Maybe email itself is an outdated concept

>If you don’t want to use the recovery code, you don’t have to. But you can’t restore access to your account if you lost your second factor or your password in that case.

So it's just nagging you or what? Also let's be honest, what kind of shit would you need an encrypted mail for in germany? Posting Swastikas and calling people niggers on Jow Forums is illegal there, but hardly a reason for die Bullen to get off of their chair

same with proton mail, the frontend is open source, but I don't think the backend is.

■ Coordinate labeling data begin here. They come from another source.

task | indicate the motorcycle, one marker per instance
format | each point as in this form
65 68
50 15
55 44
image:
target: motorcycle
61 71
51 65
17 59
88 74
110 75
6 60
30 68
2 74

sucks... you might still tell if data is decrypted on your end or not

This. Let's turn back to snailmail and pigeon post. There's no reason technology should be more advanced than that.

Attached: serveimage[1].jpg (2500x1250, 460K)

it would be a pain in the ass to even try because their frontends is a javascript """"app"""", so it is just a lot of minified unreadable shit.

>sends you c4 laced flash drives

Mailbox is so slow, it's practically dead.

What about mailfence, hushmail?

can relate

>le BND bot

Epic.

So just don't make a recovery code.

This is not legally possible in the Netherlands, so startmail is still safe.

>I'm posting via a public WiFi
and that's how I know you're larping. there's no public wifi in germany as it's outlawed

>slow
what do you mean by this?
it got a massive software update.
If you mean that mail is slow to arrive, that is because the anti-spam thing slows it down on purpose.

>but hardly a reason for die Bullen to get off of their chair
oh sweet summer child

Never mind, I actually confused mailbox with a french mail provider.

it'd be terrible opsec to tell us that anyway.

retard

nein du

yep everything is outlawed in germany, you are only allowed to vote merkel and welcome immigrants

your edgy sarcasm aside: I dare you to find a public wifi in germany (that doesn't require you entering your personal ID to use it)

K, kann ich mir als Österreicher jetzt nicht ganz vorstellen, auch WPA ist "public" wenn du deinen Nutzern das Kennwort verrätst, oder?

de.wikipedia.org/wiki/Störerhaftung#WLAN-Betreiber
Als public wifi Betreiber bist du mehrfach am Arsch: Torrentiert wer über dein Netz, wirst du zur Kasse gebeten. Begeht jemand ein Verbrechen (swastikaposting), kannst dich auf ne Hausdurchsuchung gefasst machen. Kommst zwar idR. frei davon, aber dein Equipment ist erstmal für Monate beschlagnahmt.
Deutschland ist kernbehindert in dieser Hinsicht.

Heiliger Bimbam, ist das EU-konform? But I guess ihr schafft in der Hinsicht ja mit Fronkraisch an.

Echt ziemlich gestört aber das net ist eh am Sterben, war eine netter Zeit. :^)

Ah, ok, der EU-Zoff ist eh gleich in der section drunter, haha.

Good thing you're writing in German now so that everyone understands this breaking discovery.